So much has happened since I last had the opportunity to write. This year literally began with change as we moved to Tuscaloosa, Alabama, on January 1 for Daniel's new job. I was seven months pregnant at the time. We have had a lot of change in a very short amount of time (new job for Daniel, new church family, new city, new routines, new house, and a new baby). My introverted and routine-oriented self is still coming to grips with it all. Almost nothing is familiar, which is why I titled this post "Brand New Territory."
As much as I did not enjoy living in the city of Pittsburgh, it was very painful to leave our church family and dear friends at Renaissance. God used the leadership there as well as the members to grow us in what it means to live by grace, to point others to grace, and to live in deep community with other believers. I miss them so much.
One of our biggest fears in leaving Renaissance was that we wouldn't be able to find a church where living in community with out believers was so central. The Lord was so very kind to connect us to Safe Have Church - Big Sandy the first week we arrived in Tuscaloosa. It wasn't long before the Lord started giving us new friends and opportunities to serve within the church. Even though the people there hardly knew us, they took it upon themselves to take care of us when we arrived and when our son was born. It will take time to develop the depths of friendships that we crave, but we are excited for what God has in store for us in and through this local body of believers.
During the first month, I spent most of my time cleaning our new house (yep - we're home owners now!) and making it feel like home. I wanted to do a lot of the deep cleaning before our baby boy was born. I thought I had more time than I did, but he surprised us by coming two and a half weeks early. Justus Garrison* was born on Valentine's Day, weighing in at 8 pounds, 10 ounces.
This is not only new territory for us, but uncharted territory.
I expect this new year to keep up the theme of new territory as we settle in here and grow in parenting Justus. Even though we don't really have to teach him much in the way of verbal lessons, we can already see our lack of wisdom and strength for this awesome task.

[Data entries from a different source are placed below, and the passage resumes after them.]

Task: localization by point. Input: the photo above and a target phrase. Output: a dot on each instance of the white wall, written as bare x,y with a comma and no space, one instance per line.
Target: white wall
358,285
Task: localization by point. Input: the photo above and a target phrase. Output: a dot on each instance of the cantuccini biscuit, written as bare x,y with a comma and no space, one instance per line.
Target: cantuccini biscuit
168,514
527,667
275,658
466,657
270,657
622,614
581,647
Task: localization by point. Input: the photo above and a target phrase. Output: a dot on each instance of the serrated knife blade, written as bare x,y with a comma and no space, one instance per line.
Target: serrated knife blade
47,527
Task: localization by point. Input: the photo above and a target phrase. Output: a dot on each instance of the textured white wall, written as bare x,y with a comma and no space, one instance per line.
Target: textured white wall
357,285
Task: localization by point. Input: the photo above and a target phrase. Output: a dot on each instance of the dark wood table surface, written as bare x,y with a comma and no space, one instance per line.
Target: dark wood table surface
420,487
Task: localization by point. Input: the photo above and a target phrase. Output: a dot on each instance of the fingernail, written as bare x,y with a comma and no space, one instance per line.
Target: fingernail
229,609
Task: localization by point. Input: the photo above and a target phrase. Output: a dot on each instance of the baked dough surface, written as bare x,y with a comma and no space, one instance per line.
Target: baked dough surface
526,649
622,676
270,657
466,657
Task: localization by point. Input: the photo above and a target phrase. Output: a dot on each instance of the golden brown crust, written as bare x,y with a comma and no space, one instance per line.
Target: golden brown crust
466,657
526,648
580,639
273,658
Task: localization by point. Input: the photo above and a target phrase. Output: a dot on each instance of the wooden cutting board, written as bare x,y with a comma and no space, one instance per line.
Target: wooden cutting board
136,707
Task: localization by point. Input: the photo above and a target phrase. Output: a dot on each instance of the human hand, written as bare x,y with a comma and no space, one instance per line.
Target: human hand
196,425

As almost everyone had warned us, the first few weeks were rough. Add to this the fact that Justus was admitted into the hospital when he was two weeks old with omphalitis (an infection in his umbilical cord stump). He was in the hospital for a total of 9 days. It was a very difficult and dark time. It was so hard to see him poked and prodded so much. He had to receive strong doses of IV antibiotics and his IV blew 4 times. Every time they had to do a new IV, they had to stick him multiple times before they could get it to take. It was
almost unbearable to watch. I struggled with understanding how this could be for Justus's good and became angry at God as the week wore on for allowing everything to be so hard and painful. He reminded me that He knew intimately what it was like to watch His Son suffer.
Indeed, that is why we celebrate Easter. God was not only willing for His Son to suffer to save a people for Himself, but He ordained it (Isaiah 53). I confess that this truth, as marvelous as it is, only brought me a little comfort at the time. My heart was embittered towards my heavenly Father for what He was permitting to happen to Justus. I have since repented of my hardness of heart and apathetic spirit - which is why Jesus had to die, to save hard-hearted sinners like me. The cross of Christ proves the depths of God's love for me, even though I had lost sight of that at the time.
I mentioned that Saturday was my spiritual birthday - the day when Jesus Christ gave me new spiritual life (John 3). It has now been 16 years of following the Lord. As I grow in faith and in the knowledge of Him, I realize more and more how much I need His grace. He saved me by His grace and He sustains me by His grace. I bring nothing to the table, except the sin that required His death on my behalf. The Lord reminded me today as I reflected on Him saving me that it is only by His grace that I still believe in Him. It's only by His grace that I did not walk away from the Christian faith when enduring that dark week at the hospital with Justus. We never outgrow our need for the gospel. We need it to save us from our sin and bring us to God and we need it to continue believing in God until we reach Heaven, where our faith will become sight. Reflecting on these truths helps me see Easter, as well as my spiritual birthday, in a different light. These were not just events that happened in the past, but they are events that continue to impact the here and now.
As Christians, we have much to rejoice in as we think about the Lenten season leading up to Resurrection Sunday. Our sins have been paid for. We have been redeemed. Perfect obedience has been imputed to us. We have been made right with God. We have been adopted as His sons and daughters forever. We have been given the Holy Spirit to lead and guide us. And God Himself will see to it that we endure in faith until the end. Celebrate God's grace with me this Easter season. Without it, we would be hopeless and dead in our sins. But God, being rich in mercy, made us alive together with Christ (Ephesians 2:4-5)!
|Photo credit: Gary Franklin Photography (www.garyfranklinphoto.com)|
*We chose the name Justus (besides the fact that we just liked the name) because we liked its meaning ("just"). Plus, I liked how it was a biblical name (though not a common one). Garrison is a play off my dad's name, Gary, and means "fortified stronghold" and "son of Gary."